Kompass 2024: Afrikapolitik im Fokus – Partnerschaft statt Krisennarrativ
In diesem Jahr legen wir mit dem Kompass den Fokus auf die Afrikapolitik der Bundesregierung und die Überarbeitung ihrer afrikapolitischen Leitlinien. Dabei gilt es, das überholte Narrativ vom „Krisenkontinent Afrika“ zu überwinden und die Rolle Afrikas als umworbener Partner anzuerkennen. Gleichzeitig müssen neue Strategien für den Umgang mit der zunehmend fragilen Lage gefunden werden, die zahlreiche Länder prägt.
Gerade in der Sahelzone stoßen mehrere sich einander verstärkende Krisen auf klare geo- und sicherheitspolitische Interessen Deutschlands. Steigende Ernährungsunsicherheit und zunehmende humanitäre Bedarfe erhöhen die Notwendigkeit, den Menschen mit lebensrettender Soforthilfe, aber auch mit langfristiger Entwicklungsunterstützung beiseitezustehen, während die politische Volatilität in der Region aber genau dies erschwert.
Entwicklungszusammenarbeit und Humanitäre Hilfe stärken
Vor diesem Hintergrund betrachten wir den Rückgang der deutschen öffentlichen Entwicklungsleistungen (ODA) im Jahr 2023 mit großer Sorge.
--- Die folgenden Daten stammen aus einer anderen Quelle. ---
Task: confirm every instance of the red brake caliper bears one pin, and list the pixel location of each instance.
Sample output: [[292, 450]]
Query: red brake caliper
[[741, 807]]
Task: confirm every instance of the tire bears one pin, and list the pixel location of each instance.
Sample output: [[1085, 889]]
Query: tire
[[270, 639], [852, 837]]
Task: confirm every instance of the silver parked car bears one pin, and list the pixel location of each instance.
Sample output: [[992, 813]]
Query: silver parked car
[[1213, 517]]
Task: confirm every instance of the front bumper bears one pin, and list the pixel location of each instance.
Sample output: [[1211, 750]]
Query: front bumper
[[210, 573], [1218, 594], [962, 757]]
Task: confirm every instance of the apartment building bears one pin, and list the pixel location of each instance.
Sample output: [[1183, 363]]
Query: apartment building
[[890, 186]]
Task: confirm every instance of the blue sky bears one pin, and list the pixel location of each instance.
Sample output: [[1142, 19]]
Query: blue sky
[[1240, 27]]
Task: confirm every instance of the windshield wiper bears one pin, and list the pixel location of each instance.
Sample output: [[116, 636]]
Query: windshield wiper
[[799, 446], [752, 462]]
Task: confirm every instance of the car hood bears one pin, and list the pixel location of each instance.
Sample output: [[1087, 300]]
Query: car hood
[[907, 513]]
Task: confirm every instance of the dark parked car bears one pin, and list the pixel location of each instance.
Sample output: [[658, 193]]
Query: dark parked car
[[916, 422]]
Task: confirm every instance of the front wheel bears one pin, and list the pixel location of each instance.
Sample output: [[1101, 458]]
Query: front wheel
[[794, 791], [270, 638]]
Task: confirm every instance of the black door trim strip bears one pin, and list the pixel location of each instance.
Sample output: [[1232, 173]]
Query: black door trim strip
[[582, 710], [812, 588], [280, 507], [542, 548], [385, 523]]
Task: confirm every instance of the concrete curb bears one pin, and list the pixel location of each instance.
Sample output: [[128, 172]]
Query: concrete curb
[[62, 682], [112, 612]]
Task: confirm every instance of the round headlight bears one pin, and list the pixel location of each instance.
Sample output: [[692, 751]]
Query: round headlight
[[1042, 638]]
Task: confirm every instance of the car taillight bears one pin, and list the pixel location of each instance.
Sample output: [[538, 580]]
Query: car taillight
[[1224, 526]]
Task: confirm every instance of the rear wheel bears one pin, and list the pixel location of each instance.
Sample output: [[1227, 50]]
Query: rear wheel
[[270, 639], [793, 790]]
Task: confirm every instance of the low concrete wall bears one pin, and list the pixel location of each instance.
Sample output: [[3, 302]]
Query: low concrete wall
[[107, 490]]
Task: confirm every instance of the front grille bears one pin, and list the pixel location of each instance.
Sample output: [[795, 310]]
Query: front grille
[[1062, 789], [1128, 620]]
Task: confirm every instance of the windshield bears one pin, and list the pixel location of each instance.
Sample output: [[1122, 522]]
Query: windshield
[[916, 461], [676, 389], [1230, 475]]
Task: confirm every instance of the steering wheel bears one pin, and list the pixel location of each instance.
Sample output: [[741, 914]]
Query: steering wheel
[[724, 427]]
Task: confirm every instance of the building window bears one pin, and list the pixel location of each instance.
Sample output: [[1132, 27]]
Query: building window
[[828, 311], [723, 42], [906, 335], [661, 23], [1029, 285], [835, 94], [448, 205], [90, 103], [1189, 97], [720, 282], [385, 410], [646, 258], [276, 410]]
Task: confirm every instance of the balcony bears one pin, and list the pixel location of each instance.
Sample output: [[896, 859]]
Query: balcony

Erstmalig seit 2019 sind die ODA-Ausgaben der Bundesregierung gemessen am Bruttonationaleinkommen wieder gesunken; das betrifft insbesondere die bereitgestellten Mittel für Ernährungssicherung und ländliche Entwicklung.
Neueste Berechnungen zeigen, dass jede Verzögerung beim Erreichen von „Zero Hunger“ bis 2030 zu massiven Kostensteigerungen führt. Wurde 2020 noch geschätzt, dass hierfür Investitionen in Höhe von jährlich 30 Milliarden Euro notwendig sind, liegen die Schätzungen heute bereits bei 93 Milliarden Euro jährlich.1 Die aktuellen Haushaltsverhandlungen der Bundesregierung lassen befürchten, dass sich der Abwärtstrend der deutschen ODA durch den verstärkten fiskalischen Druck fortsetzt. Angesichts dessen sind die gezielten Bemühungen bestimmter politischer Kräfte, die Legitimität der Entwicklungszusammenarbeit in den Augen der Öffentlichkeit zu untergraben, äußerst besorgniserregend.
Mit unserem Kompass plädieren wir eindringlich dafür, die geplanten Mittelkürzungen für die Entwicklungszusammenarbeit und humanitäre Hilfe zurückzunehmen. Aus unserer langjährigen Erfahrung als international tätige Nichtregierungsorganisationen wissen wir, dass es selbst unter den schwierigsten Bedingungen, wie sie in fragilen Kontexten vorherrschen, möglich ist, die Lebensgrundlagen der Menschen, ihre Ernährungssituation und auch die Menschenrechtslage zu verbessern. Dafür braucht es adäquate und kohärente Strategien und einen starken Einsatz der Bundesregierung für die Zivilgesellschaft und für Partnerorganisationen vor Ort. Die Richtschnur dafür hat sie mit ihrem Menschenrechtskonzept selbst vorgegeben.
1 von Braun, Joachim et al. (2024): Cost of Ending Hunger – Consequences of Complacency and Financial Needs for SDG2 Achievement. ZEF Discussion Papers on Development Policy No. 347, Center for Development Research, University of Bonn.